Die Remix-EP war mir persönlich sehr wichtig, da ich nicht den Eindruck vermitteln wollte, dass ich auf einen fahrenden Zug aufspringe. Deshalb wollte ich, dass auf der Vinyl-Version meines Albums Drum'n'Bass-Remixes von Künstlern zu finden sind, die ich persönlich fett finde. Mit Ink war ich einmal gemeinsam im Flex in Wien gebucht. Wir hatten sofort eine Connection. Danach habe bei jeder Booking-Anfrage gesagt, dass ich Ink dazu holen kann. So hat sich das über die Jahre entwickelt. Für mein Album hat Ink dann noch Loxy mitgenommen. Mit Amaning war es ähnlich: Den habe ich auch in Wien kennen gelernt und wir sind anschließend gemeinsam nach München gefahren. Auf der Fahrt gab es einen kleinen Zwischenfall, den ich jetzt hier aber nicht breittreten will. Jedenfalls kennen wir uns seitdem und als ich überlegt habe, wer Remixes zu meinem Album machen sollte, wollte ich ihn unbedingt dabei haben.

Wien scheint ja für dich eine richtige Fundgrube für Connections zu sein. Was würdest du denn als die Drum'n'Bass-Hauptstadt Deutschlands ansehen?
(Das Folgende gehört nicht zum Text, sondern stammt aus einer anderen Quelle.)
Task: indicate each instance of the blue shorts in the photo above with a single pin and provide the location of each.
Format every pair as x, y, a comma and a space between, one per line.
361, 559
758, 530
Vorneweg muss ich sagen, dass ich überhaupt kein Rave-MC bin. Deswegen kann ich jetzt nicht mit Mannheim oder Bremen antworten. Dort finden zwar Partys mit mehr als 2.000 Leuten statt, aber das heißt für mich nicht Drum'n'Bass-Hauptstadt. Ich habe da eigentlich auch keine Favoriten. Ich fühle mich aber hier in den Clubs in Berlin sehr wohl.

Ursprünglich kommst du ja nicht aus Berlin sondern aus Darmstadt. Erzähl uns doch mal was von deinen Anfängen.

Die erste Musik, die ich verstanden habe, war Metal. Der Hardrock von meinem Onkel war mir damals einfach nicht krass genug. Später habe ich dann angefangen, HipHop zu verstehen: Sachen wie Gangstarr, Run DMC, NWA, Public Enemy usw. waren für mich der Knaller. Als ich in der achten Klasse war, hat mir ein Kumpel, der auf Austausch in England war, ein Pirate-Station-Tape mitgebracht. Darauf war Jungle oder Breakbeats, wie es damals hieß. Ich fand das extrem geil. Es war genau das, was mir beim HipHop gefehlt hat – einfach alles noch ein bisschen extremer.

Damals konnte ich noch gar nichts mit MCs anfangen. Ich habe die immer gehört – aber da ich den Flow vom HipHop gewohnt war, habe ich nicht verstanden, was die gemacht haben. Irgendwann hat es dann doch „Klick!“ gemacht und ich habe ich gesagt: "Das will ich werden!" Zu der Zeit hat DJ Ruler in Darmstadt ab und zu Junglepartys veranstaltet. Dort habe ich mir einfach mal das Mic geschnappt und die Leute sind total ausgerastet – proper rinse out! Ab da lief die Sache eigentlich. Irgendwann haben wir selbst angefangen, Partys in Darmstadt und in Frankfurt zu veranstalten – unter anderem mit Bassface Sascha oder Kemistry und Storm. Gerade zu Kemistry hatte ich einen guten Draht und so kam es, dass sie mich oft dazugeholt haben, wenn sie gebucht waren. So konnte ich auch überregional meine ersten Erfahrungen sammeln.

Auf einer legendären "No U-Turn"-Nacht im Kesselhaus habe ich dann Bailey kennen gelernt. Ein paar Monate später haben wir ihn nochmals gebucht. Was wir damals nicht wussten war, dass das der erste Gig seiner Tour war und er noch Folge-Bookings hatte. Er hat mich dann einfach mit auf die Tour genommen. So hat sich das alles peu a peu aufgebaut. Ich habe also den Metalheadz-Jungs viel zu verdanken.

Wenn du jetzt zurückblickst: Wo siehst du die Hauptunterschiede zwischen dem Drum'n'Bass von damals und heute?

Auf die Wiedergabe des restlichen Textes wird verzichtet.